Having watched it myself, I found myself reflecting deeply on how essential it is that we continue to confront and remember the realities of the Second World War. We often speak about the importance of remembrance, but it is through intimate, human stories like this that history truly resonates. Watching these young women sit down to meals that could quite literally have been their last is a stark reminder of the unimaginable fear, coercion and moral conflict so many endured.
Inspired by real events and based on the bestselling novel At the Wolf’s Table by Rosella Postorino, The Tasters reconstructs the extraordinary true story of the women forced to serve as food tasters for Adolf Hitler in the final years of World War II.
In 2012, at the age of 95, Margot Wölk revealed a secret she had kept for decades: she had been one of the young German women coerced into tasting Hitler’s meals at his military headquarters, the so-called “Wolf’s Lair”. After every meal, the women were made to wait an hour to see whether they would die from poison. Margot Wölk was the only one of the group to survive the war. Her testimony inspired Postorino’s acclaimed novel, which in turn inspired this deeply moving screen adaptation.

Directed by Silvio Soldini, The Tasters is brought vividly to life by a compelling cast including Elisa Schlott, Max Riemelt and Alma Hasun. Their performances feel painfully real — not theatrical or distant, but immediate and human. You feel the dread in the waiting. The forced camaraderie. The quiet calculations about survival.

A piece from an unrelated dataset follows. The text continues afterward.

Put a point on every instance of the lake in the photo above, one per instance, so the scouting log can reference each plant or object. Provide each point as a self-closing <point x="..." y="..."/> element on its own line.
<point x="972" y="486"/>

What struck me most is how the film avoids grand spectacle and instead focuses on the intimate, psychological toll of living under a regime where choice was stripped away. These were not soldiers on a battlefield; they were young women caught in machinery far beyond their control. And yet their story, hidden for so long, is just as important.
Director Silvio Soldini has spoken about his pursuit of “truth” in bringing this story to the screen — a desire to avoid artificiality and ensure that audiences genuinely believe in the lives of these women. As a viewer, that truth is exactly what resonates. Eighty years on, their fear, their resilience and their moral complexity feel startlingly present.
Films like The Tasters remind us that history is not abstract. It is personal. It is lived. It is endured by ordinary people placed in extraordinary, often terrifying circumstances. And in a world where the lessons of the past can feel dangerously fragile, this is precisely why such films matter.
The Tasters will be released in UK and Irish cinemas from 13th March 2026.